No que respeita às competências digitais, 56% dos europeus possuem pelo menos competências digitais básicas. Os dados mostram um ligeiro aumento de especialistas TIC no emprego: em 2020, a UE tinha 8,4 milhões de especialistas TIC, em comparação com os 7,8 milhões um ano antes. Dado que 55% das empresas relataram dificuldades em recrutar especialistas TIC em 2020, esta falta de empregados com competências digitais avançadas é também um fator que contribui para a transformação digital mais lenta das empresas em muitos estados-membros.
O DESI mostra uma clara necessidade de aumentar as ofertas e oportunidades de formação, para se atingirem os objetivos da Década Digital em matéria de competências (80% da população deve possuir competências digitais básicas e 20 milhões de especialistas em TIC). Esperam-se melhorias significativas nos próximos anos, porque 17% dos investimentos no digital nos Planos de Recuperação e Resiliência que foram até agora adotados pelo Conselho são dedicados às competências digitais (aproximadamente 20 mil milhões de euros de um total de 117 mil milhões de euros).
A CE também publicou o painel de avaliação digital das mulheres, que confirma que ainda existe um fosso substancial entre géneros em termos de competências digitais especializadas. Só 19% dos especialistas TIC e cerca de um terço dos licenciados em ciência, tecnologia, engenharia e matemática são do sexo feminino.

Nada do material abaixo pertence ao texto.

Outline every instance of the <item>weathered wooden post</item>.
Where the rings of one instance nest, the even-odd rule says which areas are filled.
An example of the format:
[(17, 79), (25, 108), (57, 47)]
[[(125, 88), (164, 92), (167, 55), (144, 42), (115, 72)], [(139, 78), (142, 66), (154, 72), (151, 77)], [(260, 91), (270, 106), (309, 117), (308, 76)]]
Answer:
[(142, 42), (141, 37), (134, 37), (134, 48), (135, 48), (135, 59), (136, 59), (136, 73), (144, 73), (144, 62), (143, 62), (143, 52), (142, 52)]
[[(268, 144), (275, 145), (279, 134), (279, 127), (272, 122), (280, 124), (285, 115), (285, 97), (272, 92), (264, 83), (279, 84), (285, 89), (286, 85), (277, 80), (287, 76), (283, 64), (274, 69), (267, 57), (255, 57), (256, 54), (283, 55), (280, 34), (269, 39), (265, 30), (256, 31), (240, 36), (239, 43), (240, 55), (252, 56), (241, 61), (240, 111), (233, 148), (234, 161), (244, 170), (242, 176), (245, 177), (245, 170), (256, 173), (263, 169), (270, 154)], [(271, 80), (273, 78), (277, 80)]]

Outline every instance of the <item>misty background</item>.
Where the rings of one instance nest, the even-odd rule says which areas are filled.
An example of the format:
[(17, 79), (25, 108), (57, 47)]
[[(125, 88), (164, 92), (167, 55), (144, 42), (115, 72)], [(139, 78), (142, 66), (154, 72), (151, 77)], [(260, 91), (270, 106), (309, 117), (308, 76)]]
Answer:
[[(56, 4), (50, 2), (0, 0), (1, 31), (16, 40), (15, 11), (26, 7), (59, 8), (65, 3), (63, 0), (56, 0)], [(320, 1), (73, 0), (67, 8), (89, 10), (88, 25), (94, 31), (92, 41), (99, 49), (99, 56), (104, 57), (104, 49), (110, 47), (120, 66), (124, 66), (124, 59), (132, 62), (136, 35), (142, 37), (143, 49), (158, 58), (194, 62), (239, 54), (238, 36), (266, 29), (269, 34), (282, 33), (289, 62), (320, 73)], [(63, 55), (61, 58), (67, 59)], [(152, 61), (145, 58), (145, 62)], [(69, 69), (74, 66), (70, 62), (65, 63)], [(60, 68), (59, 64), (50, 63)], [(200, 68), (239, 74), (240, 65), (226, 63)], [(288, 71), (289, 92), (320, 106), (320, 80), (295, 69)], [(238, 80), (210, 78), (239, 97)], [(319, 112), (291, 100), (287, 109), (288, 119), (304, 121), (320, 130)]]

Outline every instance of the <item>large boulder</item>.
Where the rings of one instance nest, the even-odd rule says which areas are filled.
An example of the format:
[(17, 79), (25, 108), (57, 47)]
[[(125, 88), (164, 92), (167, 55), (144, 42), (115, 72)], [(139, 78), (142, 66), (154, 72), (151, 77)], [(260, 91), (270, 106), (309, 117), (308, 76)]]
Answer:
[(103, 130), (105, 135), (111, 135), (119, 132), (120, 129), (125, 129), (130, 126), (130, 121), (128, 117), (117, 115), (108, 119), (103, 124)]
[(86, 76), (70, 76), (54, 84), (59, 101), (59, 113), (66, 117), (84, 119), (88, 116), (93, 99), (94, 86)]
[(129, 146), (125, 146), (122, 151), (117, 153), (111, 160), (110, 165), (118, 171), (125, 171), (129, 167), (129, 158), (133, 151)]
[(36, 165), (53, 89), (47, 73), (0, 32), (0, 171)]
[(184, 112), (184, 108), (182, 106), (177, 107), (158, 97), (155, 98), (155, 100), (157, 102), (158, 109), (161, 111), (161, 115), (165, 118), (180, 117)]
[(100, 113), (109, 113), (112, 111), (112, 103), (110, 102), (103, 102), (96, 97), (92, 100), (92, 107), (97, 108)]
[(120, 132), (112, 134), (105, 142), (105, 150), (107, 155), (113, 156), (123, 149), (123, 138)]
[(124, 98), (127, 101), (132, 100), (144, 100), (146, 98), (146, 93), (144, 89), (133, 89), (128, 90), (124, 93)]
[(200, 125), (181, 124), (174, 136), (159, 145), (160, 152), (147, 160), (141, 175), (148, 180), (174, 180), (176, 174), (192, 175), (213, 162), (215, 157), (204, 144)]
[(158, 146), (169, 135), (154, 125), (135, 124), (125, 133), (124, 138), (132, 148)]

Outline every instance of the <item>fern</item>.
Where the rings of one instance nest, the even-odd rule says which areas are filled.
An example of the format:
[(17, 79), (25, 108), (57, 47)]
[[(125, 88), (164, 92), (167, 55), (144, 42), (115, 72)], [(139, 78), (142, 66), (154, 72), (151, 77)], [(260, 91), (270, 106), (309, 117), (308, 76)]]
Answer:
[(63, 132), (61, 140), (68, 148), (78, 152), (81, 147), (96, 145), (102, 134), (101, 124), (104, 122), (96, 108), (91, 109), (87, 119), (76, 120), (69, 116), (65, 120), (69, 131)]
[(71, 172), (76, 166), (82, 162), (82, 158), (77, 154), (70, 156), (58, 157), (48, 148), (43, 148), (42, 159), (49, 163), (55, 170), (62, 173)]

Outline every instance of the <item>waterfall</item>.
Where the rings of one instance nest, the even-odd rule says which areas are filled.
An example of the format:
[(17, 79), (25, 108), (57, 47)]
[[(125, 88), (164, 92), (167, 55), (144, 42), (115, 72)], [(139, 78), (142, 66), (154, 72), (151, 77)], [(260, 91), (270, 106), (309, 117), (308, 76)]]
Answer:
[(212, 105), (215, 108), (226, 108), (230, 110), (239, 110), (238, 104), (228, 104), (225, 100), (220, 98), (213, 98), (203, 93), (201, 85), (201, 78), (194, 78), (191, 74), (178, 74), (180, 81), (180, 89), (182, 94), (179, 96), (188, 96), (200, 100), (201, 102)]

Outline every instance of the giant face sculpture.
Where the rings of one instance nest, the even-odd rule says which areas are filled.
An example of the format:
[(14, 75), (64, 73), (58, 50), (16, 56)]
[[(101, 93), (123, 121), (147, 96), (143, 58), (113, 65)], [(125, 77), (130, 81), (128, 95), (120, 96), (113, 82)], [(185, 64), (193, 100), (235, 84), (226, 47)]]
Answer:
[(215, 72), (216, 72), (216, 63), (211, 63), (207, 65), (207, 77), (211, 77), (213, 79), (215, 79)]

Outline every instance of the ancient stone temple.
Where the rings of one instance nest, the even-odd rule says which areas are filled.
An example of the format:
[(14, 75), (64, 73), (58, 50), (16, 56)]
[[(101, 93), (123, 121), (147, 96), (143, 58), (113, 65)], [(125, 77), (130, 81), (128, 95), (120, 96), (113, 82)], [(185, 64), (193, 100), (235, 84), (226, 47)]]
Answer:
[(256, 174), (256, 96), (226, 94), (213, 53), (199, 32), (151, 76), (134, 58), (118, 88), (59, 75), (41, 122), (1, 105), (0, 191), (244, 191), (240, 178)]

No que respeita aos dados da conectividade, é clara uma melhoria nas redes de muito alta capacidade, que estão disponíveis em 59% dos lares na UE, acima dos 50% de há um ano atrás, embora ainda longe da cobertura universal das redes Gigabit, que é a meta da década digital para 2030. A cobertura rural aumentou de 22% em 2019 para 28% em 2020. Acresce que 25 estados-membros já atribuíram o espetro de 5G, quando um ano antes eram 16, sendo que estas redes já foram comercialmente lançadas em 13 estados-membros, cobrindo principalmente áreas urbanas. O comunicado da CE destaca que 11% dos Planos de Recuperação e Resiliência adotados pelo Conselho (aproximadamente 13 mil milhões de euros de um total de 117 mil milhões de euros), são dedicados à conectividade.

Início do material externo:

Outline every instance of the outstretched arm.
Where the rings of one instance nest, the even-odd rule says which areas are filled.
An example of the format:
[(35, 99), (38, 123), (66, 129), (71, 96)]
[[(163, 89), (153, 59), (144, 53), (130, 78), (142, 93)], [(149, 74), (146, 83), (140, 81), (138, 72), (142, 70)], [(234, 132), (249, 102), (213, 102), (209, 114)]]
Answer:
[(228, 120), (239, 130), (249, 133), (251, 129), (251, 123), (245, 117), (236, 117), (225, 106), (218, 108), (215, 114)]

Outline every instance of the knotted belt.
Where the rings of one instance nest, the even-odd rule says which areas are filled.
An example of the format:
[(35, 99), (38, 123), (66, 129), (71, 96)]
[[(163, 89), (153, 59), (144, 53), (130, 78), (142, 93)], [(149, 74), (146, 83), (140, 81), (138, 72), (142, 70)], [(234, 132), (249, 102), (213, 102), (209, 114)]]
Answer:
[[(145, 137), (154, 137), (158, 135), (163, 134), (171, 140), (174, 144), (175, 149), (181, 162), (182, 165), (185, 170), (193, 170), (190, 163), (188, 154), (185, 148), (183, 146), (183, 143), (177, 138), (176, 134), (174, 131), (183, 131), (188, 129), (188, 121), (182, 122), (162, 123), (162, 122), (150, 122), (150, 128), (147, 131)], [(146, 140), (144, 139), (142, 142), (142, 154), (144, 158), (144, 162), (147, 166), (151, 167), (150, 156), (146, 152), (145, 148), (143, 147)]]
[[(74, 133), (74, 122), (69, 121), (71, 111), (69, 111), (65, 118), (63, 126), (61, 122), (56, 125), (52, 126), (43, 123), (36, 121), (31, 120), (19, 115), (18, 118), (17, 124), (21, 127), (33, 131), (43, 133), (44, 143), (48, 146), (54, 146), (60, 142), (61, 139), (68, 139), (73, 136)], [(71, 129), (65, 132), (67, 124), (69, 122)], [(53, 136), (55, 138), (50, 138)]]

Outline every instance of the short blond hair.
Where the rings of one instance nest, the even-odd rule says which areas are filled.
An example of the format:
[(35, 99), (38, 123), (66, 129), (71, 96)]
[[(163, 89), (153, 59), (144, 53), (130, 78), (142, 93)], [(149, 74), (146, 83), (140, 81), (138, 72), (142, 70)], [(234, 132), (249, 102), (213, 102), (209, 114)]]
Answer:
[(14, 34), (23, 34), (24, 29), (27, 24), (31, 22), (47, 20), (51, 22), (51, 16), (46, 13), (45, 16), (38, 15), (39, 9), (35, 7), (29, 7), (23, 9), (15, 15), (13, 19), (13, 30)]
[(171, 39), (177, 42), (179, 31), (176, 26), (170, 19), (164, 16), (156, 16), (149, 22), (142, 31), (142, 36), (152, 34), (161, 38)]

Já na integração de tecnologias digitais, o DESI 2021 mostra um grande aumento na utilização de tecnologias cloud (de 16% das empresas em 2018 para 26% em 2020). Mas são as grandes empresas que continuam a liderar a utilização das tecnologias digitais: utilizam muito mais frequentemente a partilha de informação eletrónica através do planeamento de recursos empresariais (ERP) e software cloud do que as PME. No entanto, apenas uma fração das empresas utiliza tecnologias digitais avançadas (14% grandes dados, 25% AI e 26% cloud).
Estes dados mostram que o estado actual da adoção das tecnologias digitais está longe dos objetivos da Década Digital. A ambição da UE para 2030 é que 90% das PME tenham pelo menos um nível básico de intensidade digital, face aos 60% em 2000, e que pelo menos 75% das empresas utilizem tecnologias digitais avançadas para 2030. Atualmente, apenas uma fração das empresas utiliza big data, mesmo em vários dos países com melhor desempenho, quando o objetivo é alcançar os 75%. Complementando os dados do DESI, um estudo sobre a contribuição das TIC para as ações de sustentabilidade ambiental das empresas da EU revela que 66% das empresas inquiridas afirmaram utilizar soluções TIC como forma de reduzir a sua pegada ambiental.

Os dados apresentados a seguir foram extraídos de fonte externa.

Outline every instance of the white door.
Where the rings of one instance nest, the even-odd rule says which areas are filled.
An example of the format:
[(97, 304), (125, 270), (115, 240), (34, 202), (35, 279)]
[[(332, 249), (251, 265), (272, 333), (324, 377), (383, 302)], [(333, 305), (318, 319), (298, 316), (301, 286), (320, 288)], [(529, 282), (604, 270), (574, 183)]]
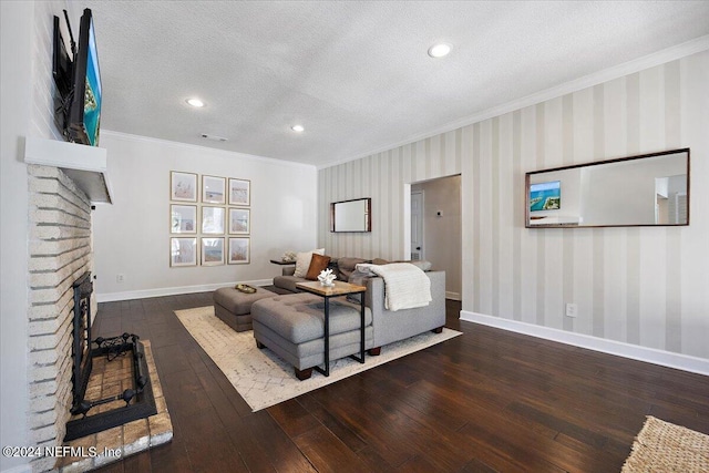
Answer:
[(423, 192), (411, 193), (411, 259), (423, 259)]

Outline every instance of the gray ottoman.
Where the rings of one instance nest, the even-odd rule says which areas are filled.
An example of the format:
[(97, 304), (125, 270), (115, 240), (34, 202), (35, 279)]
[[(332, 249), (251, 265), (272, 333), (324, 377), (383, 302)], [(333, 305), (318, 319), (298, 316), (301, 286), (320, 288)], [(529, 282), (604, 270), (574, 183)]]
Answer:
[[(296, 377), (307, 379), (325, 362), (325, 302), (311, 294), (261, 299), (251, 307), (254, 338), (292, 364)], [(359, 353), (360, 306), (330, 299), (330, 361)], [(372, 348), (372, 312), (364, 310), (364, 348)]]
[(223, 287), (214, 291), (214, 315), (236, 331), (251, 329), (251, 304), (277, 296), (263, 287), (254, 294), (244, 294), (233, 287)]

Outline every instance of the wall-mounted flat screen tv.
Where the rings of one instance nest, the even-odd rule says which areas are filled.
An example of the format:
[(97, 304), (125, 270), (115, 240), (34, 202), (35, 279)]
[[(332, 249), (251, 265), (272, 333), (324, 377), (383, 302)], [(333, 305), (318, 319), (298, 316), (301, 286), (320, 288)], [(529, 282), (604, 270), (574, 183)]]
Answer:
[(562, 208), (562, 182), (530, 184), (530, 212)]
[(69, 134), (78, 143), (96, 146), (101, 123), (101, 72), (91, 10), (85, 9), (79, 29), (74, 61), (74, 96), (69, 113)]
[(81, 17), (79, 44), (74, 43), (66, 11), (71, 52), (66, 51), (54, 17), (53, 75), (56, 84), (55, 122), (64, 137), (74, 143), (99, 145), (101, 127), (101, 70), (93, 18), (90, 9)]

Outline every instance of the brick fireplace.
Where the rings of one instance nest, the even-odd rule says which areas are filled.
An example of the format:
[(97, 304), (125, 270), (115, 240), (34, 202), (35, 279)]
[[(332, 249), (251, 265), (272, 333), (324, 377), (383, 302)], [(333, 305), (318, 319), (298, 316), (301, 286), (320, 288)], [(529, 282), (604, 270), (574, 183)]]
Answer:
[[(28, 165), (28, 179), (29, 440), (55, 446), (72, 403), (72, 284), (92, 270), (91, 203), (58, 167)], [(35, 459), (32, 469), (51, 470), (54, 460)]]

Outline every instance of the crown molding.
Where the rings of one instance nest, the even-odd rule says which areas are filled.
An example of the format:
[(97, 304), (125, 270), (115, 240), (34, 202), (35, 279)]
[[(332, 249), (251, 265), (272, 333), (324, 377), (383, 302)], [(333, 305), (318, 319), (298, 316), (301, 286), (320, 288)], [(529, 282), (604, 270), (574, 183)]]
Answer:
[(246, 154), (246, 153), (239, 153), (236, 151), (229, 151), (229, 150), (219, 150), (216, 147), (209, 147), (209, 146), (201, 146), (197, 144), (192, 144), (192, 143), (182, 143), (182, 142), (174, 142), (174, 141), (169, 141), (169, 140), (162, 140), (162, 138), (154, 138), (151, 136), (143, 136), (143, 135), (134, 135), (131, 133), (122, 133), (122, 132), (113, 132), (111, 130), (101, 130), (101, 137), (105, 137), (105, 136), (110, 136), (112, 138), (116, 138), (116, 140), (124, 140), (124, 141), (137, 141), (137, 142), (144, 142), (144, 143), (155, 143), (155, 144), (161, 144), (164, 146), (173, 146), (173, 147), (183, 147), (183, 148), (188, 148), (188, 150), (195, 150), (195, 151), (199, 151), (199, 152), (207, 152), (207, 153), (214, 153), (217, 155), (224, 155), (225, 157), (229, 157), (229, 158), (234, 158), (234, 157), (238, 157), (239, 160), (248, 160), (248, 161), (255, 161), (255, 162), (259, 162), (259, 163), (267, 163), (267, 164), (273, 164), (273, 165), (277, 165), (277, 166), (292, 166), (292, 167), (307, 167), (307, 168), (314, 168), (316, 167), (312, 164), (307, 164), (307, 163), (297, 163), (294, 161), (286, 161), (286, 160), (277, 160), (275, 157), (266, 157), (266, 156), (257, 156), (254, 154)]
[(709, 50), (709, 34), (699, 37), (691, 41), (687, 41), (681, 44), (677, 44), (675, 47), (670, 47), (655, 53), (644, 55), (641, 58), (635, 59), (633, 61), (625, 62), (623, 64), (615, 65), (613, 68), (604, 69), (603, 71), (594, 72), (588, 75), (584, 75), (582, 78), (575, 79), (569, 82), (565, 82), (563, 84), (535, 92), (533, 94), (526, 95), (522, 99), (514, 100), (502, 105), (494, 106), (492, 109), (487, 109), (483, 112), (476, 113), (474, 115), (469, 115), (464, 119), (456, 120), (454, 122), (446, 123), (442, 126), (439, 126), (432, 131), (427, 133), (421, 133), (417, 135), (412, 135), (401, 142), (393, 143), (391, 145), (387, 145), (383, 147), (378, 147), (371, 150), (364, 154), (360, 154), (356, 157), (348, 157), (339, 161), (333, 161), (328, 164), (323, 164), (318, 166), (319, 169), (325, 169), (328, 167), (338, 166), (340, 164), (346, 164), (351, 161), (362, 160), (364, 157), (369, 157), (379, 153), (384, 153), (387, 151), (391, 151), (398, 148), (400, 146), (404, 146), (411, 143), (415, 143), (421, 140), (429, 138), (431, 136), (436, 136), (443, 133), (451, 132), (453, 130), (462, 128), (467, 125), (472, 125), (474, 123), (480, 123), (489, 119), (493, 119), (495, 116), (504, 115), (505, 113), (514, 112), (516, 110), (521, 110), (531, 105), (536, 105), (537, 103), (545, 102), (551, 99), (556, 99), (573, 92), (577, 92), (584, 89), (592, 88), (594, 85), (602, 84), (604, 82), (613, 81), (618, 78), (623, 78), (625, 75), (634, 74), (636, 72), (644, 71), (646, 69), (655, 68), (657, 65), (666, 64), (670, 61), (675, 61), (681, 58), (686, 58), (702, 51)]

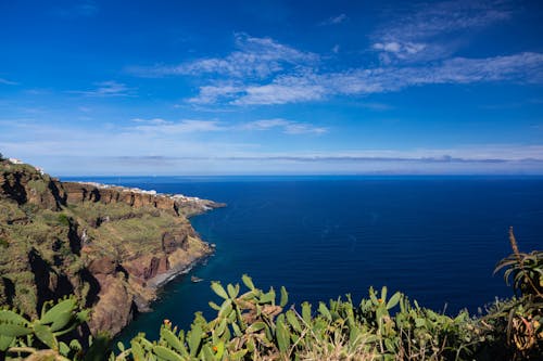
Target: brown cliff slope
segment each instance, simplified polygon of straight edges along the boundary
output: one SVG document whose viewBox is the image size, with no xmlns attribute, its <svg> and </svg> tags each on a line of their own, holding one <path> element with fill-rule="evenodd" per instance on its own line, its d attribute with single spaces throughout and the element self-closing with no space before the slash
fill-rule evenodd
<svg viewBox="0 0 543 361">
<path fill-rule="evenodd" d="M 211 201 L 61 182 L 0 160 L 0 306 L 36 314 L 76 294 L 90 331 L 118 333 L 163 282 L 209 256 L 187 217 Z"/>
</svg>

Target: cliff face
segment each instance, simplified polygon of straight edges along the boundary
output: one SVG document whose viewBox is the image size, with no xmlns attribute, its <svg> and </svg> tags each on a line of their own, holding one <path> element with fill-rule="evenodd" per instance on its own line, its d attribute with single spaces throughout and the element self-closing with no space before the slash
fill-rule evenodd
<svg viewBox="0 0 543 361">
<path fill-rule="evenodd" d="M 36 314 L 76 294 L 92 308 L 90 331 L 116 334 L 157 286 L 212 253 L 187 217 L 217 206 L 0 160 L 0 306 Z"/>
</svg>

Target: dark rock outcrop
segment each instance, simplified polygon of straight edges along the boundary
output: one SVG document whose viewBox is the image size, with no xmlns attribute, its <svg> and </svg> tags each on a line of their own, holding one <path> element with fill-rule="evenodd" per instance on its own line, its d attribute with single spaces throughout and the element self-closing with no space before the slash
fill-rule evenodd
<svg viewBox="0 0 543 361">
<path fill-rule="evenodd" d="M 75 293 L 92 308 L 90 331 L 114 335 L 149 309 L 157 286 L 212 253 L 187 217 L 219 206 L 61 182 L 29 165 L 1 160 L 0 306 L 31 315 L 47 299 Z"/>
</svg>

Por fim e no que respeita do governo eletrónico, os dados do DESI ainda não mostram uma melhoria acentuada nos serviços de e-gov, embora no primeiro ano da pandemia vários estados-membros tenham criado ou melhorado as suas plataformas digitais para fornecer mais serviços online. Tendo em conta que cerda de 37% dos investimentos no digital dos Planos de Recuperação e Resiliência (aproximadamente 43 mil milhões de euros de um total de 117 mil milhões de euros) se destinam aos serviços públicos digitais, a CE espera melhorias significativas nos próximos anos.